Sabemos agora, em Maio de 2011, i. e. pouco mais de um ano após esta cena da tragédia grega, que deputados alemães da coligação de Ângela Merkel sugerem, no caso de Portugal, que o nosso país deve tratar de vender as suas reservas de ouro antes de pedir mais dinheiro emprestado a quem já tanto lhe emprestou. Ora, não só sucede que Portugal não possui ilhas desabitadas – as Selvagens valeriam muito pouco para qualquer comprador astuto, que sabe que o preço será fixado por si e não pelo vendedor – como se tornou um país famoso por acumular ouro durante a segunda guerra mundial. As reservas incluem algum ouro apreendido aos judeus pelos alemães no tempo de Hitler e entregue a Portugal pelos germânicos a troco de fornecimentos vários efectuados pelo governo português de então.
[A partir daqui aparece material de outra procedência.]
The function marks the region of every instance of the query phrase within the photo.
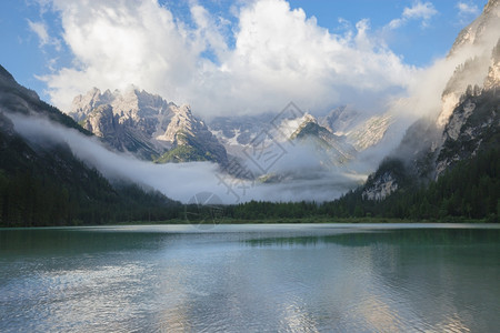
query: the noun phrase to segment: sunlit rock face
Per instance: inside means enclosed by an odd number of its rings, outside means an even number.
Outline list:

A Alemanha não brinca em serviço. Vendeu submarinos à Grécia, tal como vendeu submarinos a Portugal. Importantes empresas germânicas como a Siemens fizeram e fazem bons negócios no nosso país, enquanto numerosos bancos alemães emprestaram bom dinheiro à nossa banca, que estava ansiosa por realizar lucros garantidos com os portugueses, nomeadamente no campo da habitação/imobiliário.
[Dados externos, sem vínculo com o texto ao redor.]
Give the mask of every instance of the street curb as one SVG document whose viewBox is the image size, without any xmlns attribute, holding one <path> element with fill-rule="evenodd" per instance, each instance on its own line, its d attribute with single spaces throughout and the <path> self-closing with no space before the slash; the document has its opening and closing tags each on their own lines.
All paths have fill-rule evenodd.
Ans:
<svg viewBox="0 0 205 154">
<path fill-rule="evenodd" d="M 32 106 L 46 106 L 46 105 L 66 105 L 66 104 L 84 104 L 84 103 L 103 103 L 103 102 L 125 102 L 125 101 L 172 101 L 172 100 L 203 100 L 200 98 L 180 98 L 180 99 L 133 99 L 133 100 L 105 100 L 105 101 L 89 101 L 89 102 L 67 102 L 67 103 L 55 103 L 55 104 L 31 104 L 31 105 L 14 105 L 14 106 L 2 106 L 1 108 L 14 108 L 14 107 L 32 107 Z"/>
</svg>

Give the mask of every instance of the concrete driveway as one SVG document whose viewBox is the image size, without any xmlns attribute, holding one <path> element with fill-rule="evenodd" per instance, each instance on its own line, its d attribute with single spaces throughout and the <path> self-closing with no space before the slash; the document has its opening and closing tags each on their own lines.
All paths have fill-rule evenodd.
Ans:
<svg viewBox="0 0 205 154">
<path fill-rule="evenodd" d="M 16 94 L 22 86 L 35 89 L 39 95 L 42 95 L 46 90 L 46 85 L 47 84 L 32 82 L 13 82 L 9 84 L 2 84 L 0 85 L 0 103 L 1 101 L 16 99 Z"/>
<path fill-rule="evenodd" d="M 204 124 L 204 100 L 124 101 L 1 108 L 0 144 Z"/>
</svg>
Veja-se outro caso que ilustra bem como a Alemanha não faz política de ânimo leve: quando, há mais ou menos um ano, o Presidente alemão Horst Köhler ousou dizer que se havia tropas do seu país no Afeganistão era para favorecer a realização de contratos comerciais, aconteceu que mesmo ele, sendo um Presidente já no seu segundo mandato, não teve outro remédio senão apresentar a sua demissão. (“Um país com a nossa dimensão, que tem como base as suas exportações, tem de conscientemente entender que o envio de tropas para o estrangeiro é algo necessário” foi a frase que o condenou.)
Portugal tem jogado no amadorismo, esquecendo-se que do outro lado não tem já os territórios africanos do seu antigo Ultramar, mas sim, pelo contrário, profissionais europeus altamente competentes, que não só trabalham com rigor como obedecem a estratégias há muito montadas.
E quanto à nossa prata da casa? Será que é desta vez que vai, se não na totalidade pelo menos em grande parte? Teremos, em Maio de 2010, posto as nossas barbas de molho ou ficámos na mesma como se o assunto das ilhas gregas não tivesse qualquer relação com o nosso caso?
Conjuntamente com os finlandeses, o Parlamento alemão tem a última palavra. Será agora a nossa vez de nos vermos gregos?